Penny and Cheroske's Rule 12 motion asserted that Mirazo lacked authority because he lacked the authorization from a majority of the members that is required by the LLC's governing documents. The LLC, offering an affidavit from Hyde and a copy of its operating agreement, responded that Hyde, as operating manager, had the authority under the operating agreement to hire an attorney to prosecute a suit on behalf of the LLC and, further, that more than 70% of the ownership interest in the LLC had approved the LLC's petition in intervention. See Tex.R. Civ. P. 12 (“At the hearing on the motion, the burden of proof shall be upon the challenged attorney to show sufficient authority to prosecute or defend the suit on behalf of the other party.”). After an initial hearing on the issue, the district court found that Mirazo had authority to prosecute and denied Penny and Cheroske's motion. The district court later reaffirmed that finding and denied a second motion on the issue after a hearing prompted by Penny and Cheroske's allegations that they had been denied the opportunity to present evidence and that Mirazo had presented no evidence that he was authorized to prosecute El Patio, LLC's suit.

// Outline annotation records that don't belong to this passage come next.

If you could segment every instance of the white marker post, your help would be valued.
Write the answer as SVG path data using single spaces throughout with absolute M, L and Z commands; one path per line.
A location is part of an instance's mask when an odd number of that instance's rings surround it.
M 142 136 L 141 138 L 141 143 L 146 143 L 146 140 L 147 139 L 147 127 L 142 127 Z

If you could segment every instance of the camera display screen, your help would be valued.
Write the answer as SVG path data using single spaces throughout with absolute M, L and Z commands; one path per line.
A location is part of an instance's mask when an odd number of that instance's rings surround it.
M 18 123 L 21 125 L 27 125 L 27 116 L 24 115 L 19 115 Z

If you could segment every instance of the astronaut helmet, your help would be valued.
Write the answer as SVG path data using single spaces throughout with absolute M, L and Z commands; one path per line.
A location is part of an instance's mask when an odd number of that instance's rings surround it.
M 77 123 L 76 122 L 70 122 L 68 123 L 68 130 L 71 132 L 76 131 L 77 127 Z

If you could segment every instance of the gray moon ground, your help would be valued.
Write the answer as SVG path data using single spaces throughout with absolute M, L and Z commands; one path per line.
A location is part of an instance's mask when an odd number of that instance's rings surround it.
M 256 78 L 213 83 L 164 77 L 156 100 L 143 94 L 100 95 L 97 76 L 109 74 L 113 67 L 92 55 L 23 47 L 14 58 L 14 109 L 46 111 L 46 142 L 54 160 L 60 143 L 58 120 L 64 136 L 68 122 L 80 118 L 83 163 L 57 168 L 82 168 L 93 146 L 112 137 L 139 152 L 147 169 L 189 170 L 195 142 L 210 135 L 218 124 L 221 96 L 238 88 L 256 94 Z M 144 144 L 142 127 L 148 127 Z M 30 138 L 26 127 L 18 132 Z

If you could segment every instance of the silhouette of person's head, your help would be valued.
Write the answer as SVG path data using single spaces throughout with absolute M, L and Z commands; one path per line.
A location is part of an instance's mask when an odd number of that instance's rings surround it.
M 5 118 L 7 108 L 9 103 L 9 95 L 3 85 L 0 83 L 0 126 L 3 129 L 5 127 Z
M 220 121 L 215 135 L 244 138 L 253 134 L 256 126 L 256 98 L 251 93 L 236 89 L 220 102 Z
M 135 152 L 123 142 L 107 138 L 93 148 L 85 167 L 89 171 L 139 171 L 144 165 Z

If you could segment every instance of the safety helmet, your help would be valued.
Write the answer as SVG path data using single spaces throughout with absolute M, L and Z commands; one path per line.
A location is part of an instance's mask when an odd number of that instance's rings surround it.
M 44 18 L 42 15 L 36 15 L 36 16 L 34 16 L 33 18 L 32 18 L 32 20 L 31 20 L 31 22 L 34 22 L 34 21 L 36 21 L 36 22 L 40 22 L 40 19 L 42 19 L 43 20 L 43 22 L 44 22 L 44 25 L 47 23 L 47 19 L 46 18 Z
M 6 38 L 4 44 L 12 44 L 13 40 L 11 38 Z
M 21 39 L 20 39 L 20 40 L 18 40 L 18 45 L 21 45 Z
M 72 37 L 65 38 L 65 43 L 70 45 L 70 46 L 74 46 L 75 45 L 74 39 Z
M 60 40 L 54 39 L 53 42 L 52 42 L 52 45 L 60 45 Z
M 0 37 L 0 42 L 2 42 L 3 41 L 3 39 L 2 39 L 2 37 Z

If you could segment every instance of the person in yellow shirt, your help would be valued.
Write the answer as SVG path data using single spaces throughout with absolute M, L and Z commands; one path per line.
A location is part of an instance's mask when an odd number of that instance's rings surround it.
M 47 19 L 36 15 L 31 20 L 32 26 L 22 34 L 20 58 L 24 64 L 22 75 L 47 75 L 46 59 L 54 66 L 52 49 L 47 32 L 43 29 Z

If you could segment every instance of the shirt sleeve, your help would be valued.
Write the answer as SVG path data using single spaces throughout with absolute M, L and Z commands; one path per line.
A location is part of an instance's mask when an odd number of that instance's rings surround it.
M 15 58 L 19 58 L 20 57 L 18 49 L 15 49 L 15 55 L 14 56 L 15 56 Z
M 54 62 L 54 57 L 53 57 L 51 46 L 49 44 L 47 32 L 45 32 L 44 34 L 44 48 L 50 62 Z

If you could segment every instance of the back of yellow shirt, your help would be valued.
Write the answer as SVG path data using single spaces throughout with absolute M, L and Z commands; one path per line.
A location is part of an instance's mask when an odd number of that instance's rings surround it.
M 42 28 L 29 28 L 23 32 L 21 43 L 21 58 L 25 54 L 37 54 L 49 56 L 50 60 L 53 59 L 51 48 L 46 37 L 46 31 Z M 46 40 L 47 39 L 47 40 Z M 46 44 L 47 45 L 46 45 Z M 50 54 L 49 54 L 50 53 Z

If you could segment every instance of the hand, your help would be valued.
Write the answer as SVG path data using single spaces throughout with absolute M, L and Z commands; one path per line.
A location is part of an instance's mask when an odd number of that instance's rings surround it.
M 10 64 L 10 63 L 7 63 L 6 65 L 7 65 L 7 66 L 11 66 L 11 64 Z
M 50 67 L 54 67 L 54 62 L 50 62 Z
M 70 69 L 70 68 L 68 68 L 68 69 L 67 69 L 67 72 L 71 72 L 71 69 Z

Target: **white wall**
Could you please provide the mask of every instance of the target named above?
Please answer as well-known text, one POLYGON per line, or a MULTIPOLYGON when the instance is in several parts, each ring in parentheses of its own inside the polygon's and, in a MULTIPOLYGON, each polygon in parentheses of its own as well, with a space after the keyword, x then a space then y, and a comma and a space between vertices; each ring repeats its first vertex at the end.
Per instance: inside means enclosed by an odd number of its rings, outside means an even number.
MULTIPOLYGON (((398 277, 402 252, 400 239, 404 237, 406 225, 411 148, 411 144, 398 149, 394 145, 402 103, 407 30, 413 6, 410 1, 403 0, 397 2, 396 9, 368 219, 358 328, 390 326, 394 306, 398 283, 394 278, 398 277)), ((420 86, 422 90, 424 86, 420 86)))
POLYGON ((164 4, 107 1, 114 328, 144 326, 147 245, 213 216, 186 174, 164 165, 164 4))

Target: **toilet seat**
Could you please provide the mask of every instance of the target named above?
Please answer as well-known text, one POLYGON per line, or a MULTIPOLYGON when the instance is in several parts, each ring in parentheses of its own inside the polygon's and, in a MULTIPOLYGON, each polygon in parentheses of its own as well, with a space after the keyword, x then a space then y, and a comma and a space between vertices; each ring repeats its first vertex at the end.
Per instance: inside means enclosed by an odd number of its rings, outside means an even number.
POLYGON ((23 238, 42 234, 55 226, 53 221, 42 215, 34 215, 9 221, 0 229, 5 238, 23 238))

On appeal, Penny argues initially that the district court erred in denying his motion to show authority because Mirazo, El Patio, LLC's attorney, had “introduced no evidence or testimony at the hearing in support of his authority.” A cursory examination of the record shows that this assertion lacks merit. El Patio, LLC's response (and its response to the motion to set aside the district court's first denial of its Rule–12 motion) included an affidavit from Stephen Hyde in which he averred that he had the authority to retain an attorney to prosecute El Patio, LLC's claims because he is the operating manager and the LLC's operating agreement gives the operating manager “all powers and rights necessary, proper, convenient, or advisable to effectuate and carry out the purposes, business and objectives of the Company, and to maximize Company profits.” The LLC also provided the district court with copies of its operating agreement, bank records, membership assignments, and three written consents to litigation signed by certain member owners. And at the second hearing on the attorney-authorization issue, the district court was presented with essentially the same evidence, plus...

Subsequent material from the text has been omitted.